Diretor do Instituto de Pesquisa e Perícias em Genética Forense (IPPGF), ligado à Polícia Civil do Rio de Janeiro, Rodrigo Garrido confirma que, quando a lei entrou em vigor, houve dificuldade de interlocução entre as instituições envolvidas desde a coleta até a inserção do perfil de condenados no banco. Contudo, ele garante que o diálogo entre autoridades fluminenses foi recentemente ampliado. Há expectativa de que, com a chegada de kits de coleta já licitados pelo estado, cerca de dois mil perfis genéticos desse tipo sejam inseridos anualmente no banco do Rio. Hoje há apenas um. Segundo Garrido, o número deveria chegar a cinco mil:
 
"A maioria dos nossos casos é de identificação de cadáveres, até pela demanda que existe.

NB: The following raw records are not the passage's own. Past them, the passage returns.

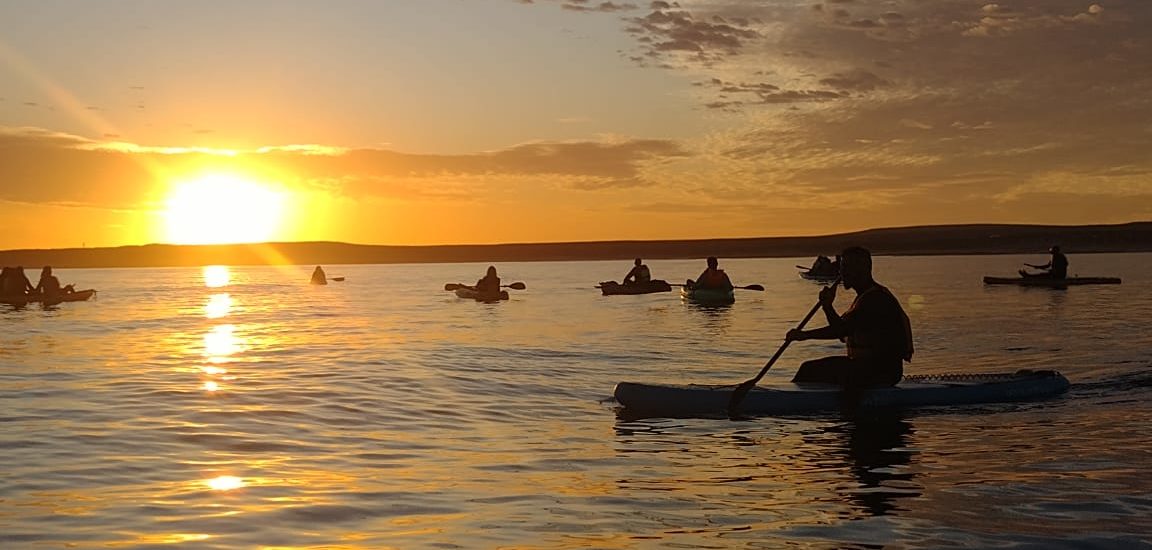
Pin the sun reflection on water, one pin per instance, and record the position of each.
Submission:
(219, 306)
(217, 276)
(225, 483)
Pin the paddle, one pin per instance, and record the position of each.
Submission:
(514, 286)
(745, 386)
(747, 287)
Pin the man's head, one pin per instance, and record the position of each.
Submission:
(855, 266)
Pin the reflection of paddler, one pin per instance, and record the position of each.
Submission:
(318, 277)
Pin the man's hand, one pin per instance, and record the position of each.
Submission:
(828, 295)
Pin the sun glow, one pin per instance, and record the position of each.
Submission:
(220, 209)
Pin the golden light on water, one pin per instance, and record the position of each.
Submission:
(217, 276)
(225, 483)
(219, 209)
(220, 343)
(219, 306)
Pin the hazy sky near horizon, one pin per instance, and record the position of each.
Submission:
(477, 121)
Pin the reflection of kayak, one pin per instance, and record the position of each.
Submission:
(709, 295)
(821, 278)
(914, 391)
(472, 294)
(65, 296)
(613, 287)
(1046, 281)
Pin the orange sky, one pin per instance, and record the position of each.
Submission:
(432, 121)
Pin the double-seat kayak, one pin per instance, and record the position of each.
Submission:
(789, 398)
(612, 288)
(470, 293)
(711, 296)
(50, 299)
(1048, 281)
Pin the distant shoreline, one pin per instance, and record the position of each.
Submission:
(896, 241)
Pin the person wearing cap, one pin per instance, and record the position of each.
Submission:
(1055, 269)
(639, 275)
(713, 277)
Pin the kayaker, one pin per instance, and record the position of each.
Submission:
(712, 277)
(639, 273)
(319, 277)
(490, 284)
(876, 329)
(50, 285)
(1055, 269)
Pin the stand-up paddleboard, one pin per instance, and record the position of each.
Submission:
(914, 391)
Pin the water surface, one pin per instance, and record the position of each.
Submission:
(243, 407)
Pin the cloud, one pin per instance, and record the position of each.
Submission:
(40, 166)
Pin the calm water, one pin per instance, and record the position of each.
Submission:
(180, 409)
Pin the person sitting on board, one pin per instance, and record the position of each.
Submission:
(14, 283)
(712, 277)
(1055, 269)
(876, 329)
(48, 285)
(639, 275)
(490, 284)
(319, 277)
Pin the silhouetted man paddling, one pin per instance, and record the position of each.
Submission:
(876, 329)
(1055, 269)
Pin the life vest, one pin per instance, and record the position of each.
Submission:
(881, 341)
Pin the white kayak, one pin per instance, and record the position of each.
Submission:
(912, 391)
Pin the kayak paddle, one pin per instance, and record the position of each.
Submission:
(515, 286)
(745, 386)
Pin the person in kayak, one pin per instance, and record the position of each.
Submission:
(876, 329)
(639, 275)
(1055, 269)
(713, 277)
(490, 284)
(319, 277)
(50, 285)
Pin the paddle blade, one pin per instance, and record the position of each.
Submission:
(737, 396)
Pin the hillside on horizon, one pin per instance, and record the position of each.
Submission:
(919, 240)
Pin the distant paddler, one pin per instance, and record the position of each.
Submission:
(639, 273)
(50, 285)
(878, 332)
(319, 277)
(1055, 269)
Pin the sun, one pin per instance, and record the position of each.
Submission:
(220, 209)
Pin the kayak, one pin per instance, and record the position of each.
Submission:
(1051, 283)
(818, 277)
(472, 294)
(611, 288)
(70, 296)
(709, 295)
(790, 398)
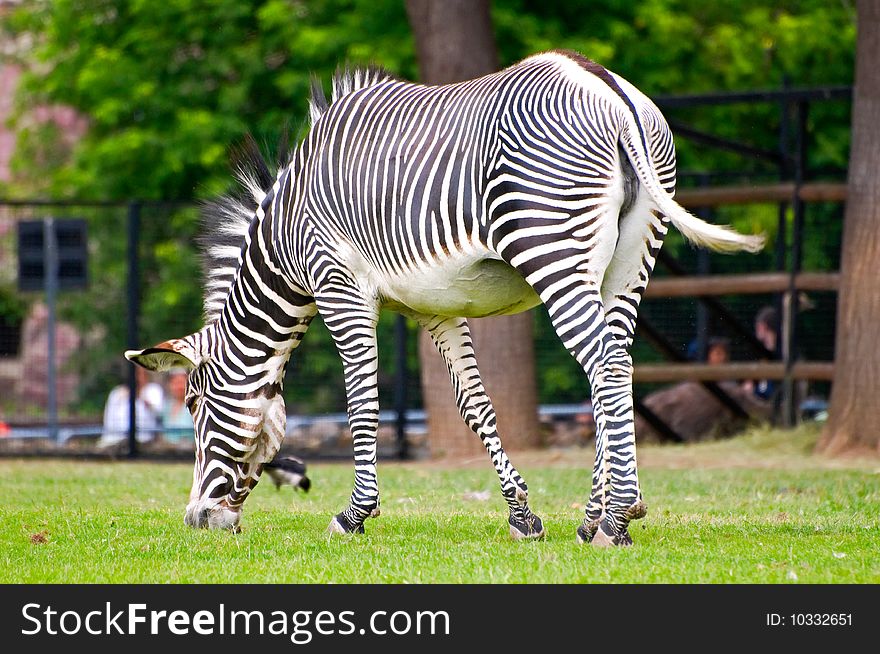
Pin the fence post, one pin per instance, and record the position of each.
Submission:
(791, 309)
(50, 273)
(133, 304)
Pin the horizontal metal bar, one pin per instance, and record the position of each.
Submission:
(724, 144)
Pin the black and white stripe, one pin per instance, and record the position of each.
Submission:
(550, 181)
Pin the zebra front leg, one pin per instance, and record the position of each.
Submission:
(452, 338)
(352, 324)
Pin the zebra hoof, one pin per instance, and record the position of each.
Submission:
(586, 531)
(529, 528)
(603, 539)
(340, 525)
(637, 511)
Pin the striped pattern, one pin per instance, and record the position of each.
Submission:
(550, 181)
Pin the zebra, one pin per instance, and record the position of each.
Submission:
(549, 182)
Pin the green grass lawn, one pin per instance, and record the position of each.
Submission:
(756, 509)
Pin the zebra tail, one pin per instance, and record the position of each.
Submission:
(720, 238)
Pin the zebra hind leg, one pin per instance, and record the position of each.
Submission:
(452, 338)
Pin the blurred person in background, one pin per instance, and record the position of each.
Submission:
(148, 409)
(766, 331)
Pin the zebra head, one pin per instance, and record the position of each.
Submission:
(239, 426)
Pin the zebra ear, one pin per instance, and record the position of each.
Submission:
(176, 353)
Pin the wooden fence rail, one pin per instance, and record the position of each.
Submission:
(740, 284)
(679, 372)
(763, 193)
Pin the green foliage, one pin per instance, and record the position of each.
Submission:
(167, 87)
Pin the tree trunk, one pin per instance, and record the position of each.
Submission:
(853, 415)
(454, 42)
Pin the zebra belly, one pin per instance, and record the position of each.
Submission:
(469, 289)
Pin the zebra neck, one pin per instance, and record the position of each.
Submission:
(263, 318)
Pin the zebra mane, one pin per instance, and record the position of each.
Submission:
(226, 220)
(346, 80)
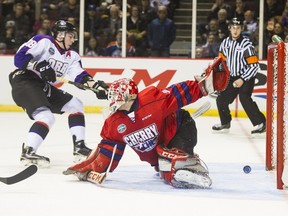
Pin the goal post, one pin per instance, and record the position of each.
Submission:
(276, 109)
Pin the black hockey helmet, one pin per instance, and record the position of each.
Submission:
(63, 26)
(236, 21)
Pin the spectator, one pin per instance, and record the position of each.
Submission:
(147, 13)
(198, 53)
(111, 25)
(92, 49)
(240, 8)
(211, 27)
(39, 22)
(218, 5)
(161, 34)
(284, 18)
(250, 25)
(8, 37)
(211, 48)
(114, 48)
(3, 48)
(90, 21)
(70, 9)
(272, 8)
(45, 27)
(223, 23)
(268, 33)
(23, 27)
(286, 39)
(279, 30)
(136, 32)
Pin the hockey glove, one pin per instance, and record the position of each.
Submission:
(102, 90)
(215, 78)
(47, 73)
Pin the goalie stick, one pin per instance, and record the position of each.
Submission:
(26, 173)
(201, 110)
(99, 178)
(76, 84)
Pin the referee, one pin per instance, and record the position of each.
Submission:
(242, 62)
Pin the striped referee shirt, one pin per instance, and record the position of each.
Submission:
(240, 57)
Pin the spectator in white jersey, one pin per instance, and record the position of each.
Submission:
(239, 54)
(39, 61)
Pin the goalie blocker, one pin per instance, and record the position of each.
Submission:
(182, 170)
(215, 78)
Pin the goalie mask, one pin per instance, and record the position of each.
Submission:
(120, 92)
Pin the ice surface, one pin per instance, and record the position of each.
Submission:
(134, 189)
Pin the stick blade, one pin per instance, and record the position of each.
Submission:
(201, 110)
(26, 173)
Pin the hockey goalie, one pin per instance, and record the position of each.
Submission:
(153, 123)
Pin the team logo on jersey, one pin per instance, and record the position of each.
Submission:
(51, 51)
(68, 54)
(143, 140)
(121, 128)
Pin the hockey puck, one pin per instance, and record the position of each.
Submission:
(247, 169)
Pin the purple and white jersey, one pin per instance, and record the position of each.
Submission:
(44, 47)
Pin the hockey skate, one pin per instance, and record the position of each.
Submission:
(80, 150)
(261, 128)
(29, 156)
(221, 128)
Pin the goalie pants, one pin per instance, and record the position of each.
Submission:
(186, 136)
(245, 92)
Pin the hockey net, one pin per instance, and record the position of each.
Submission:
(276, 110)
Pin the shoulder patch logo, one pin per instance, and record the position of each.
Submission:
(121, 128)
(51, 51)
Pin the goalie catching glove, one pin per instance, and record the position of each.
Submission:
(215, 78)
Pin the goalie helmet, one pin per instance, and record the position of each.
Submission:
(120, 92)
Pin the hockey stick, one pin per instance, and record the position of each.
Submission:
(201, 110)
(99, 178)
(76, 84)
(26, 173)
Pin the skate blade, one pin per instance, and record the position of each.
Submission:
(223, 131)
(193, 180)
(79, 158)
(39, 163)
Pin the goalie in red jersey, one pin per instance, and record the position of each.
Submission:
(153, 124)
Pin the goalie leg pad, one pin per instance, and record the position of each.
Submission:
(182, 170)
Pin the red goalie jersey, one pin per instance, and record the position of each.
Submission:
(151, 121)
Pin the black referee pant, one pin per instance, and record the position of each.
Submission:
(245, 92)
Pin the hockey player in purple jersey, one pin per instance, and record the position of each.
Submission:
(39, 61)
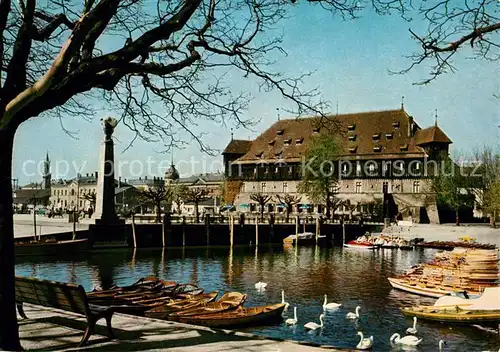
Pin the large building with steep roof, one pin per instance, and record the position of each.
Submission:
(382, 154)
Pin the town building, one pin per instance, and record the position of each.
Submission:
(385, 156)
(33, 194)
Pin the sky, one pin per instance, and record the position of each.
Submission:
(351, 61)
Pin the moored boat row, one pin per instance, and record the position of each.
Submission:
(185, 303)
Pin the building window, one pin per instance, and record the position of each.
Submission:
(416, 186)
(358, 187)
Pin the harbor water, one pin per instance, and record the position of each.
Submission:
(351, 277)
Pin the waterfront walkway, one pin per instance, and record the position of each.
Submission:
(55, 330)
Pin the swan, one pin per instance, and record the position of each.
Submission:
(408, 340)
(352, 315)
(292, 321)
(330, 305)
(413, 330)
(283, 300)
(364, 343)
(260, 285)
(314, 326)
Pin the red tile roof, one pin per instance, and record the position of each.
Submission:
(237, 146)
(378, 134)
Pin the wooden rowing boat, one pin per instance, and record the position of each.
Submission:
(228, 301)
(240, 317)
(454, 315)
(162, 311)
(423, 289)
(360, 245)
(455, 309)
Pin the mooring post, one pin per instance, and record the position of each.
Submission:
(271, 228)
(256, 231)
(163, 239)
(133, 230)
(207, 228)
(74, 225)
(183, 231)
(343, 230)
(297, 220)
(317, 229)
(231, 230)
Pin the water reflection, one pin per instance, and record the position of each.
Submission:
(351, 277)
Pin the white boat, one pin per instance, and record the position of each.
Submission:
(359, 245)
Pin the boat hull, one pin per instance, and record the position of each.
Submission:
(51, 248)
(358, 246)
(242, 317)
(421, 290)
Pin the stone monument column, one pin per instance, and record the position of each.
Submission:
(105, 212)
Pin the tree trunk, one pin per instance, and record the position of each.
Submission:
(9, 334)
(158, 212)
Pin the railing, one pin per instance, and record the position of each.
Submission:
(251, 219)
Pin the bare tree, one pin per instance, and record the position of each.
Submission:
(157, 195)
(196, 196)
(453, 26)
(262, 200)
(288, 200)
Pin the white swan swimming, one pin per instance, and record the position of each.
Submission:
(313, 326)
(408, 340)
(413, 330)
(292, 321)
(365, 343)
(352, 315)
(283, 300)
(330, 305)
(260, 285)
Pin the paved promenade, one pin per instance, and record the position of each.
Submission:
(55, 330)
(23, 225)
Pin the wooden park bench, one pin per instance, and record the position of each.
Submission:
(61, 296)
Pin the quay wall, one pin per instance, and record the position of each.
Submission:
(178, 235)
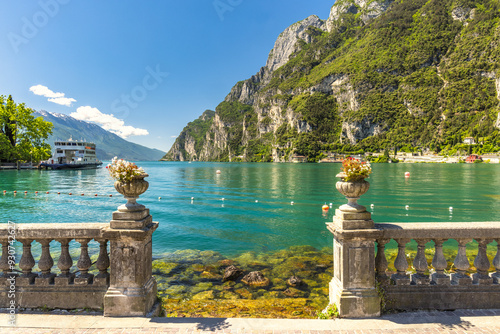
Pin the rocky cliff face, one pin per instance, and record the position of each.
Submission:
(374, 74)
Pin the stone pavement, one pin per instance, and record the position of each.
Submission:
(460, 321)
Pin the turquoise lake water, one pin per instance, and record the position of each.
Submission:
(256, 214)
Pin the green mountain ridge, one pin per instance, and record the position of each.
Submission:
(108, 145)
(377, 75)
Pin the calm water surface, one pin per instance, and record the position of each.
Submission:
(256, 213)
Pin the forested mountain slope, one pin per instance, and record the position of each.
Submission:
(407, 74)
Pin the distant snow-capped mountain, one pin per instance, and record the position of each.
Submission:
(108, 145)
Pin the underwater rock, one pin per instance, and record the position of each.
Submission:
(255, 278)
(210, 276)
(294, 293)
(294, 281)
(244, 293)
(229, 295)
(163, 268)
(205, 295)
(202, 287)
(232, 273)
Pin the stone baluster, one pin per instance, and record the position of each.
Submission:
(64, 263)
(26, 264)
(482, 264)
(401, 264)
(102, 263)
(45, 264)
(4, 260)
(381, 261)
(439, 263)
(84, 263)
(496, 264)
(420, 264)
(462, 264)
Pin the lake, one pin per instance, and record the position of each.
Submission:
(256, 213)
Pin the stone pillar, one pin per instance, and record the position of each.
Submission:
(132, 290)
(353, 287)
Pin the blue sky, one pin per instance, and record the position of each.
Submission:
(153, 65)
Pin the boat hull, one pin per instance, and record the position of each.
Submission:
(70, 166)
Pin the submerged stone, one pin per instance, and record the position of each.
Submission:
(232, 273)
(294, 293)
(244, 293)
(205, 295)
(294, 281)
(255, 278)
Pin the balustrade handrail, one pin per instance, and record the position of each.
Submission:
(459, 230)
(54, 230)
(469, 230)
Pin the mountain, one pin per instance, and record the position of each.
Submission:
(377, 75)
(108, 145)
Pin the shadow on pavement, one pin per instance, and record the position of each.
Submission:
(202, 324)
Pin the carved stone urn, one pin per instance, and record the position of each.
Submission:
(352, 190)
(131, 191)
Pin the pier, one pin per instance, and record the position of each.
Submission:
(119, 280)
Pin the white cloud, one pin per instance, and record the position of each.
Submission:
(64, 101)
(107, 122)
(52, 96)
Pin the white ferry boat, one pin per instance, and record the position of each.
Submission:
(72, 154)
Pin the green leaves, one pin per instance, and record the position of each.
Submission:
(22, 136)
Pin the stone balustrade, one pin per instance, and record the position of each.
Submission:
(419, 281)
(74, 286)
(437, 282)
(127, 289)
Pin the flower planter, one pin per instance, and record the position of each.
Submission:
(352, 190)
(131, 191)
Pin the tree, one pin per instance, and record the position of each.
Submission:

Foi do laboratório do IPPGF, contudo, que partiram soluções de investigações de repercussão, como a do dentista André Luiz. Foram feitos quatro laudos antes que os técnicos concluíssem que o seu perfil não correspondia ao identificado em vestígios coletados nas vítimas de violência sexual".
 
"O Ministério Público reconheceu o erro, e uma sindicância foi aberta contra a delegada que prendeu o André", afirma José Carlos Tórtima, advogado do dentista e ex-procurador-geral da Defensoria Pública do Rio de Janeiro. "Depois do caso dele, várias pessoas me procuraram alegando erros semelhantes".
 
De acordo com a lei brasileira, apenas criminosos condenados são obrigados a doar material genético para exames. No caso de suspeitos, a perícia depende de determinação judicial ou da participação voluntária do acusado. No laboratório do Rio, o laudo de um teste de DNA fica pronto em no mínimo dez dias, um tempo que pode variar dependendo das condições da coleta.
 
- Temos a preocupação de liberar esse tipo de laudo com qualidade e rapidez, por entendermos a urgência do delegado, do juiz, mas sobretudo da sociedade - afirma Tatiana Hessab, administradora do Banco de DNA do Rio. - Em casos de repercussão, não podemos nos influenciar pelo que ouvimos fora do laboratório, mas é claro que temos consciência do papel social do nosso trabalho.
 
O relatório do Ministério da Justiça sobre o Banco Nacional de Perfis Genéticos reconhece a existência de vítimas de erros judiciais no sistema penitenciário. O uso da ciência e da tecnologia aplicadas ao auxílio da Justiça contribuiría para o "fortalecimento da produção da prova penal, ajudando a se evitar na prática, casos envolvendo condenações equivocadas e inocentes cumprindo pena por crimes que não cometeram" afirma o texto.